Through monitoring of PPEP Storybook results and teacher scorecards, the organization learns about and identifies best practices and high performance. These best practices and high performers are held up as role models.
Memorial Hospital and Health Care Center (MHHCC)
2018 Baldrige Award Recipient, Health Care
At MHHCC, data and information used for tracking daily operations and overall organizational performance are selected, collected, aligned, and integrated through the Performance Measurement Process (PMP), which is aligned with the plan, do, check, act, and evaluate process. Performance measurement supports data-driven decision making and the effective performance of key work systems, leadership and governance, access to care, delivery of care, transition to care, and support.
In PMP step 1, leaders set organizational direction and establish Covenant Goals (strategic objectives); all subsequent measures are aligned to these goals. Measures are tracked on the organizational scorecard and through quarterly business reviews. In step 2, strategic objectives flow to 90-day action plan measures, and to processes and departments to ensure alignment. Measures and appropriate comparisons are defined for each 90-day action plan.
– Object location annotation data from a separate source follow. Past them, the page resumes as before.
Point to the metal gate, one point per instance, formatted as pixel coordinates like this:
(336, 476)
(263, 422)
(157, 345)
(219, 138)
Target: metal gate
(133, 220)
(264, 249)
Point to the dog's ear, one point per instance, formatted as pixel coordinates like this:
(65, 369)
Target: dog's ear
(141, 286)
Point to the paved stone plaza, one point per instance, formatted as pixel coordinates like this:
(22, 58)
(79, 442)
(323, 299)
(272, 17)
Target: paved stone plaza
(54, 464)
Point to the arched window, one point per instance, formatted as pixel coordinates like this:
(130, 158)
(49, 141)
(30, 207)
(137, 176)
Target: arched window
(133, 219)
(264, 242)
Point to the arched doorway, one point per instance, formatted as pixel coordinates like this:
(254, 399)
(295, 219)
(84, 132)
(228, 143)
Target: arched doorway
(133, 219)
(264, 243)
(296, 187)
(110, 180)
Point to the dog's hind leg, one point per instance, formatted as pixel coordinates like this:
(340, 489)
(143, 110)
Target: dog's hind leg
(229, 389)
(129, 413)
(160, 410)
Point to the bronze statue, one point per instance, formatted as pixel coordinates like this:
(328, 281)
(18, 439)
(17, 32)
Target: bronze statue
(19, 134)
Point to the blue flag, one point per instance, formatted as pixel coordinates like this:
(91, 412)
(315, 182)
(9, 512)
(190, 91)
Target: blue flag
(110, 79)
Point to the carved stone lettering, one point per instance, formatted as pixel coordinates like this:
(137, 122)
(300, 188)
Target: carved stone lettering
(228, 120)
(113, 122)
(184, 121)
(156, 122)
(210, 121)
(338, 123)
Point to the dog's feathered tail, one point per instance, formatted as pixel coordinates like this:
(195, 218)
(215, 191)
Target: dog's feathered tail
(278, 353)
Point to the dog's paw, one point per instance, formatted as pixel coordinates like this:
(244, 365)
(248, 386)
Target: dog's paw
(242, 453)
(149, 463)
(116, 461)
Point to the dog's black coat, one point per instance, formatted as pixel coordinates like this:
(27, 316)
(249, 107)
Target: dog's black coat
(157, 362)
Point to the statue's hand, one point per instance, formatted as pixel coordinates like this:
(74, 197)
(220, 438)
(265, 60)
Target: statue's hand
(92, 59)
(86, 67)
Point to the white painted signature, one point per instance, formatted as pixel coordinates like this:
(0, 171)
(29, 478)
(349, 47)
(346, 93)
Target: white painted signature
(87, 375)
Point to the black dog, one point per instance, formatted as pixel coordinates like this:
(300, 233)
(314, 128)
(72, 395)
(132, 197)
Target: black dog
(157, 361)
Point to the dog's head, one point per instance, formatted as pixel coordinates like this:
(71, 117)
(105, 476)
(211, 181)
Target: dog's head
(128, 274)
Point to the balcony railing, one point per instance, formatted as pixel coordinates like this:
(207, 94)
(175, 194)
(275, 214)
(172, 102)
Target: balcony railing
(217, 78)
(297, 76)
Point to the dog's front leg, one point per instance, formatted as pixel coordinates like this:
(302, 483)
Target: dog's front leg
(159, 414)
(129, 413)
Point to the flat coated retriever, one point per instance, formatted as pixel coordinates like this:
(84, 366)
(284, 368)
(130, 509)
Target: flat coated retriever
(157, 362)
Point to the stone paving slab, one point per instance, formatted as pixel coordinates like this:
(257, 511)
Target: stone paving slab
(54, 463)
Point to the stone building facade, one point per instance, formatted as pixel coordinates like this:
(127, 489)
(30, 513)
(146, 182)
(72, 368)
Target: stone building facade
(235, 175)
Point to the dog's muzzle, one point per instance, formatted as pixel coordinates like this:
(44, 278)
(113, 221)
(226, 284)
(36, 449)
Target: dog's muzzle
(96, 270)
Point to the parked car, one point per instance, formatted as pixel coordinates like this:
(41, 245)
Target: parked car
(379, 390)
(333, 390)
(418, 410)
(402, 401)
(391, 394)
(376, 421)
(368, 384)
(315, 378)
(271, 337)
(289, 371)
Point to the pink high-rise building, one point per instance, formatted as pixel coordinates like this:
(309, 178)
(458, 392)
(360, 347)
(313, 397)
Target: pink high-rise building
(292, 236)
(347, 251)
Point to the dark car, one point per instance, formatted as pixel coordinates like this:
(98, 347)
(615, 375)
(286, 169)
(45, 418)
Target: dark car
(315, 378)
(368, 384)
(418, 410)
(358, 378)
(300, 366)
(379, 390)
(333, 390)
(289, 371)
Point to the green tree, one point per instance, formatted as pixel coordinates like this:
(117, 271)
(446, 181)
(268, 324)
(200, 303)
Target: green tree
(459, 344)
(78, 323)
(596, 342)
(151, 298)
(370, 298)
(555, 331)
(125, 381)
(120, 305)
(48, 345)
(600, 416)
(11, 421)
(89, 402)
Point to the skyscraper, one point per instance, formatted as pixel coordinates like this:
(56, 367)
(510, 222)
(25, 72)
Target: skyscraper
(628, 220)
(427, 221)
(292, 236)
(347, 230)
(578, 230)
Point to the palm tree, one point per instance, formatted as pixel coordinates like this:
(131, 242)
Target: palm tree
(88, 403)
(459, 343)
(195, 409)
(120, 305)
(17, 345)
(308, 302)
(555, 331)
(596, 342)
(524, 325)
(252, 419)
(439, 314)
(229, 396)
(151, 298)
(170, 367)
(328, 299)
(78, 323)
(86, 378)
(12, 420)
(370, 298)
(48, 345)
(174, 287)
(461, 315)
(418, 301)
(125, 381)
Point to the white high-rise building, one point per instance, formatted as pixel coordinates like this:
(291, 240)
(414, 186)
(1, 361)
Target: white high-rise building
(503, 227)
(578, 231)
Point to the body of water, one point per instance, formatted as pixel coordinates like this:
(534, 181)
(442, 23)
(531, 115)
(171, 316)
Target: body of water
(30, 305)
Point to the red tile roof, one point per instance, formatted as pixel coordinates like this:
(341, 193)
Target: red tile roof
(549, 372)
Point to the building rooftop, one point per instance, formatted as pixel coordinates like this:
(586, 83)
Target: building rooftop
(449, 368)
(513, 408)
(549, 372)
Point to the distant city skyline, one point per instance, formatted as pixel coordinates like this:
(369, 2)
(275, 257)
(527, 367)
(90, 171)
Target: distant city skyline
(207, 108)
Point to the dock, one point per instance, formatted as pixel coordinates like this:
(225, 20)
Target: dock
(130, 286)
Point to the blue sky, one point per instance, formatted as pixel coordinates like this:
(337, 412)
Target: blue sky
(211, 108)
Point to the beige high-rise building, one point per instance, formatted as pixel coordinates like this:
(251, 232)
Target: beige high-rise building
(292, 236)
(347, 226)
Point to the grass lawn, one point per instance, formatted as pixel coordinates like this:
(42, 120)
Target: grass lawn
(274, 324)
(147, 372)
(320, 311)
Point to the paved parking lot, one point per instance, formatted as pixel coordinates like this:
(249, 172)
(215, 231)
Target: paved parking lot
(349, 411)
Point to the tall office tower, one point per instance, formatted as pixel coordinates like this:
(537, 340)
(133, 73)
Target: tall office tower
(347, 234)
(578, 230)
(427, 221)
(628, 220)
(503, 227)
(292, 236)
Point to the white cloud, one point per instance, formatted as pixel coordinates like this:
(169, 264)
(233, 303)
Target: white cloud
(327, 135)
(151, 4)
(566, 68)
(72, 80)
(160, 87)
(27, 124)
In PMP step 3, 90-day action plans and daily operations are executed, and performance is measured. In step 4, results are analyzed, including analysis of organizational scorecard metrics, progress on 90-day action plans, and departmental or process performance. In Step 5, performance on measures is systematically aggregated and reviewed through the Operational Rhythm.
The Operational Rhythm is a structured, multi-tiered framework for reviewing organizational performance and capabilities. Performance is assessed using a balanced set of measures; performance results are analyzed to provide information for decision making; and improvement plans are developed and implemented when objectives are not met. As part of the Operational Rhythm, performance gaps are identified and compared to goals, competitors, or benchmarks.
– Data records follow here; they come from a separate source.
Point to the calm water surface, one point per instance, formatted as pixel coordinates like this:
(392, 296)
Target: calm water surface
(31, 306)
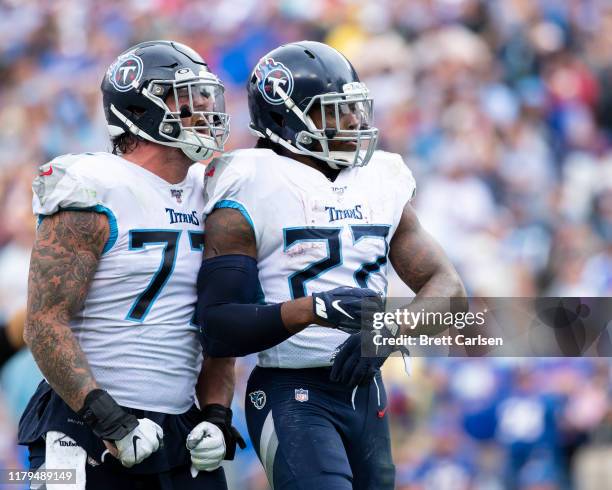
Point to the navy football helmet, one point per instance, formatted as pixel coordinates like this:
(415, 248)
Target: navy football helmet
(163, 92)
(298, 94)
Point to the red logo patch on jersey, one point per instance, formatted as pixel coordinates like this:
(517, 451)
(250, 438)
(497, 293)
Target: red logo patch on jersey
(46, 173)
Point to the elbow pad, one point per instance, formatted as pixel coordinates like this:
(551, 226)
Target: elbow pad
(233, 321)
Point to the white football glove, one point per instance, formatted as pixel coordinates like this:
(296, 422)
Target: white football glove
(139, 444)
(207, 447)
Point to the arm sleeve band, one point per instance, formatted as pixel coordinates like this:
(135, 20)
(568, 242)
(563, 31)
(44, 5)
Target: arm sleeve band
(232, 324)
(6, 349)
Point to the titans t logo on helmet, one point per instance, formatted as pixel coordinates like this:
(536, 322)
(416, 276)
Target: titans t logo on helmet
(272, 75)
(126, 73)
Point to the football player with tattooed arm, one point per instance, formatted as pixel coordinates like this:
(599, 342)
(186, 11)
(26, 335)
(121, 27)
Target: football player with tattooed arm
(298, 234)
(112, 289)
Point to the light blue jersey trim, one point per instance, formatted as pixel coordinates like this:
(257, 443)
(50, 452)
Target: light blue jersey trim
(228, 203)
(112, 222)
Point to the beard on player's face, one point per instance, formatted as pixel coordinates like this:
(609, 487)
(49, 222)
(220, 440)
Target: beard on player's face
(349, 119)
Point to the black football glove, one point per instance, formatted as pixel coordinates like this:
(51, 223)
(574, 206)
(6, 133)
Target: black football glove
(222, 417)
(107, 419)
(352, 366)
(135, 439)
(347, 308)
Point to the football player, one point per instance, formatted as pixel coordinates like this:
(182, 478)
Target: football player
(112, 289)
(310, 217)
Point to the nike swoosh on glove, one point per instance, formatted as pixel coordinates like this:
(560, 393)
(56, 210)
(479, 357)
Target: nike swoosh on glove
(140, 443)
(207, 446)
(347, 308)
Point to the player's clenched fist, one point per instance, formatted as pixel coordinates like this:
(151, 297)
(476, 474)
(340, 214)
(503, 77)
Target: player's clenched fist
(139, 444)
(134, 439)
(207, 446)
(347, 308)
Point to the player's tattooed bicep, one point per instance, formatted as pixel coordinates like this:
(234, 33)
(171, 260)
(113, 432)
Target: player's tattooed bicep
(226, 231)
(419, 260)
(64, 261)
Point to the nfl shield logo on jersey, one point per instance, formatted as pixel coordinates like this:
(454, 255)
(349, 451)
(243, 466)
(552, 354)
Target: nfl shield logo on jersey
(301, 395)
(258, 399)
(177, 194)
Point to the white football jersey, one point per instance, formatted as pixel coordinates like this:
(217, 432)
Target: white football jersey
(135, 327)
(312, 234)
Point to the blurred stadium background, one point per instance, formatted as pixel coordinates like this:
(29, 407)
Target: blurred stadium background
(503, 111)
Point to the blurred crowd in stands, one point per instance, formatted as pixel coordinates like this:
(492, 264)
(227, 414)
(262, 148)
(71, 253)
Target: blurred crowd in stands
(503, 111)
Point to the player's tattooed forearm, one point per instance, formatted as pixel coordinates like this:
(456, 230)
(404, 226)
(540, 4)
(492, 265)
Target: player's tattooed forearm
(228, 232)
(64, 260)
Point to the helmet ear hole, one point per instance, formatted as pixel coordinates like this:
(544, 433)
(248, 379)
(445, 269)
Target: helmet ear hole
(278, 119)
(137, 111)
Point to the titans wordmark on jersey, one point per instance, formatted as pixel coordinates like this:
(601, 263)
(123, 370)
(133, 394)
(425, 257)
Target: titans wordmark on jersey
(312, 234)
(135, 327)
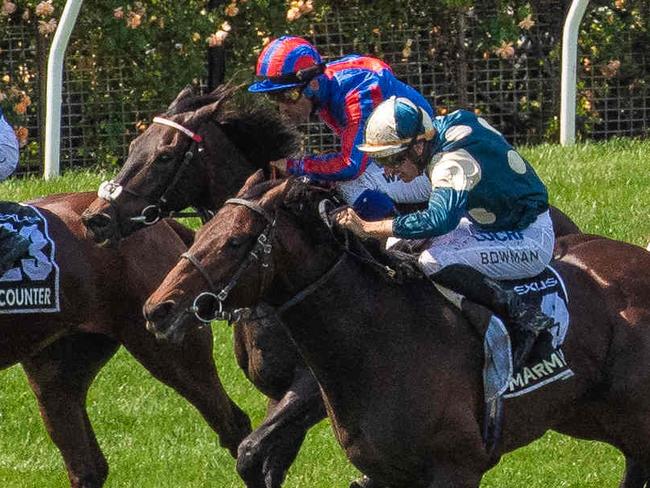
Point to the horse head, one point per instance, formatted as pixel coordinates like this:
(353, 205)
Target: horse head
(196, 154)
(239, 256)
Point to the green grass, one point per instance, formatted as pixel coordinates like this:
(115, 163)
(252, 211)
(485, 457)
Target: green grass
(153, 438)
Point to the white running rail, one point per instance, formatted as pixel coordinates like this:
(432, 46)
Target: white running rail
(67, 21)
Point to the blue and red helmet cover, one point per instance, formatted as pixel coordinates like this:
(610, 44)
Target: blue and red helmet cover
(283, 56)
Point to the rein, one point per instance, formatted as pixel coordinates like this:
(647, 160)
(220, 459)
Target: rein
(151, 214)
(261, 252)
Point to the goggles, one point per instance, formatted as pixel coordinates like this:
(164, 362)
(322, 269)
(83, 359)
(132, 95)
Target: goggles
(291, 95)
(394, 160)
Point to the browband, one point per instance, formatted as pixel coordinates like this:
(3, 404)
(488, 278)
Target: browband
(170, 123)
(300, 76)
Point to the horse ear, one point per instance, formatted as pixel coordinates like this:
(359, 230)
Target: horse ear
(185, 92)
(301, 194)
(254, 179)
(207, 111)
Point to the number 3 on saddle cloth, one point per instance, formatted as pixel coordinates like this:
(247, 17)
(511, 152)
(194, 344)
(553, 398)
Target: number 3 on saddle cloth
(545, 363)
(29, 275)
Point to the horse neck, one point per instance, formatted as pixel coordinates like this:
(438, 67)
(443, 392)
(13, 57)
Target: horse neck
(359, 332)
(226, 171)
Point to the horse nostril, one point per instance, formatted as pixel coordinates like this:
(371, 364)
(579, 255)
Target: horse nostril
(96, 221)
(159, 312)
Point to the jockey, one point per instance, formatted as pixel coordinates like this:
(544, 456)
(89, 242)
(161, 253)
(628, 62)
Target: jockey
(487, 217)
(343, 93)
(12, 244)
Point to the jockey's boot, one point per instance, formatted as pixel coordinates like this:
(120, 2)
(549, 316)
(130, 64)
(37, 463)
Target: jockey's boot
(524, 320)
(364, 482)
(13, 246)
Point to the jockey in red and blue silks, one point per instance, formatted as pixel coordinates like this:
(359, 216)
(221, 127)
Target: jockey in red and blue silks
(12, 245)
(344, 93)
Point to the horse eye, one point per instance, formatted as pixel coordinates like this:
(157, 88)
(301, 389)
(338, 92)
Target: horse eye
(236, 241)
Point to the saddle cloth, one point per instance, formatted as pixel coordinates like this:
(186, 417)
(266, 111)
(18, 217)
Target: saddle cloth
(32, 286)
(546, 362)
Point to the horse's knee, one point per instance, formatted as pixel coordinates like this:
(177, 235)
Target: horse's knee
(93, 479)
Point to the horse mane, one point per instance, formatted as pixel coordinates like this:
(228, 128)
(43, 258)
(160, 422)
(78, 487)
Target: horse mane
(248, 121)
(255, 129)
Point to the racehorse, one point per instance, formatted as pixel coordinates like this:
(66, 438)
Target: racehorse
(102, 292)
(198, 154)
(399, 366)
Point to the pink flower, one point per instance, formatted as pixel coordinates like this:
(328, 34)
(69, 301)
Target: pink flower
(306, 7)
(133, 20)
(231, 9)
(527, 23)
(44, 9)
(22, 133)
(47, 28)
(505, 50)
(8, 8)
(218, 38)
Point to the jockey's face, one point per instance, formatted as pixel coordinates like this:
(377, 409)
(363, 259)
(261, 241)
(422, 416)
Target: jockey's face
(407, 171)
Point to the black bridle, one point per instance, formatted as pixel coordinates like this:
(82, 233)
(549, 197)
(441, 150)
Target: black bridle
(154, 212)
(261, 252)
In a 2018 improvement, alignment boards were deployed in each department. They display the organization’s mission, vision, and core values; strategic plan on a page; nursing strategic plan; organizational scorecard; department strategic challenge; stop light reports from senior leaders visiting each department and the front-line (i.e., rounding); and action plans.
MHHCC expands service offerings by acting on market intelligence gathered via techniques such as patient and family advisory councils, analysis of third-party data, and the website and diverse social media tools. Leveraging this intelligence, MHHCC introduced a new stroke telemedicine product; gained insight into an opportunity for secondary market entry that included the need to provide services to the Amish community; and targeted the expansion of the oncology service line.
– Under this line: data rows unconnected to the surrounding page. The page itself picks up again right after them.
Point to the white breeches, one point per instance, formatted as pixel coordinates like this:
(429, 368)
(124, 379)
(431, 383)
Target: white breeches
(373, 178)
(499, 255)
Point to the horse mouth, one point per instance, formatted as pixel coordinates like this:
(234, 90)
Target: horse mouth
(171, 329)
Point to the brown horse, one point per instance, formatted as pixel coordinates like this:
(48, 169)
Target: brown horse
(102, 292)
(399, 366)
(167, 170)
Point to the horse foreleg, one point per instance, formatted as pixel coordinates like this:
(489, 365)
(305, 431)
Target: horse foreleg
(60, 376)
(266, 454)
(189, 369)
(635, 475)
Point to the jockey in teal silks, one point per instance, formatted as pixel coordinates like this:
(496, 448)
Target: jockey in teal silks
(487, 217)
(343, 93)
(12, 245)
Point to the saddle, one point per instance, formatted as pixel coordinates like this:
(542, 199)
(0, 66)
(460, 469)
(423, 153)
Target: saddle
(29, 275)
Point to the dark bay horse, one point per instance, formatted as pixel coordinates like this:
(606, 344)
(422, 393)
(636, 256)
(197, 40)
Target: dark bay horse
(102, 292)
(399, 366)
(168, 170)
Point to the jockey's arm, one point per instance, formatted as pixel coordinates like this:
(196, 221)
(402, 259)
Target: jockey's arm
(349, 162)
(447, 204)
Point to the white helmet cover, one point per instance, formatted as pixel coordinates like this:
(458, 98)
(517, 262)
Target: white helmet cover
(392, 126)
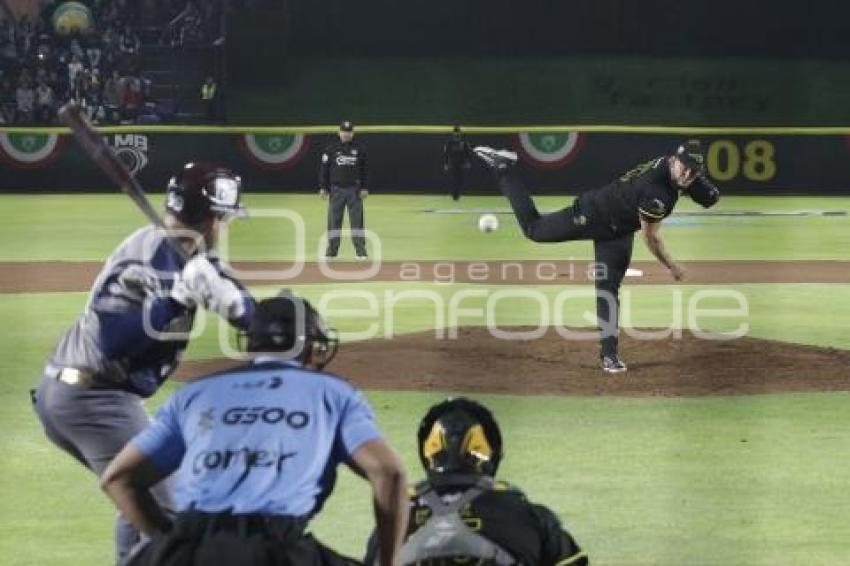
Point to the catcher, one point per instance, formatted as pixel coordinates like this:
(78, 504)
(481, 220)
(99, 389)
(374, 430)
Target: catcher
(474, 518)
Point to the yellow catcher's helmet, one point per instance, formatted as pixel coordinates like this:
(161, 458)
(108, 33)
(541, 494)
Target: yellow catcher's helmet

High-performing units submit best practices electronically to the Hospital Update Board (HUB). After an idea is submitted, best practice team members review and determine if the idea is a “best” practice or a “recommended leadership” practice. Identified best practices/recommended leadership practices are presented at leadership meetings along with action plans for their deployment. Additionally, best practices are captured through 90-day action plan weekly report outs, leadership rounding, the Nursing Clinical Practice Council, and other updates.